Take, for example, an assembly line where autonomous guided vehicles (AGVs) transport components between workstations. A digital twin of this process tracks where each AGV is, its battery level, and route efficiency, as well as real-time inventory levels. The result: complete visibility into operations and the ability to test changes virtually, before implementing them in the real world.

Different twins for different goals

There’s no such thing as a one-size-fits-all digital twin. Each twin serves a specific purpose.

• Asset twins focus on individual machines or components. For instance, a digital twin of a motor can monitor vibration and temperature data to predict wear and schedule maintenance before failures occur.
• System twins look at entire production processes. This is more about material flows, capacity, and planning than the physical properties of individual machines. Algorithms optimize routes, predict when new stock is needed, and identify bottlenecks.
• Process twins focus on the supply chain. This involves logistics, delivery times, and inventory management. Data comes from ERP systems, carriers, and suppliers.

The key is finding the right level of detail. Too much, and your model becomes complex without adding value; too little, and you miss critical insights.

What does a digital twin look like?

A frequently asked question is whether a digital twin always has to be modelled in 3D. The answer depends on your objective. A 3D environment can offer valuable insights for designing new products or training operators. It allows you to assemble virtually, test different designs, or let staff practice without any risks.

But for many applications, 3D is unnecessary. If you want to optimize a supply chain or predict energy consumption, you don't need a three-dimensional representation. In fact, it can distract from the actual data analysis.

Algorithms and AI

Collecting data is one thing; generating value from it is another. That’s where algorithms and AI come in. Machine learning supports digital twin applications through:

• Pattern recognition helps to identify deviations in performance before they cause downtime.
• Predictive models use historical data to predict future events. When does a pump need maintenance? How much energy will a building consume tomorrow? Based on past patterns and current conditions, algorithms can make reasonably accurate predictions.
• Optimization algorithms search for the best solution within certain constraints. How do you control AVGs so that traffic jams don't occur? How do you plan maintenance without shutting down production? These algorithms test thousands of scenarios to find the optimal solution.

The power of AI lies primarily in processing large amounts of data and discovering patterns that humans would miss. But these algorithms are only as good as the data they are trained on.

 

Successfully implementing digital twins

A digital twin isn’t a magic solution. Success depends on several key conditions.

First and foremost, your data must be complete and up to date. If information arrives too late or in the wrong order, you may end up making decisions based on outdated insights. That can be risky, especially when processes are adjusted automatically.

Observability is another critical factor. It refers to how well you can understand what’s happening inside a system based on the data you collect from the outside.

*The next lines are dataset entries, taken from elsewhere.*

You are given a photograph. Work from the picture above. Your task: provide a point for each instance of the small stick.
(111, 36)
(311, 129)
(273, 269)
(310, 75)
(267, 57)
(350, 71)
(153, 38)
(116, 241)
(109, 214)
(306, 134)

Too few sensors mean limited insight; too many create noise and unnecessary costs.

Before a digital twin can be used to simulate new scenarios, it must prove that it accurately reflects reality. That takes time and real-world data to validate the model.

Data ownership also deserves attention. Some providers offer ready-made digital twin solutions, which can be convenient, you don’t have to reinvent the wheel. But the downside is that your data may end up locked inside their systems. It’s essential to remain the owner of your data so you can use it freely for other applications in the future.

Finally, the organization itself needs to be ready. Implementing a digital twin often requires changes in processes and workflows. Employees must learn to work with new systems and build trust in the technology.

The real value of digital twins lies in gradual improvement: reducing downtime through predictive maintenance, lowering energy costs with smarter control, and improving planning by identifying bottlenecks.

For many companies, that’s already enough to justify the investment. The key is to set realistic goals and work toward them step by step. Digital twins aren’t a hype, but they’re not a cure-all either. They’re a powerful tool for companies that want to truly understand and improve how their systems perform.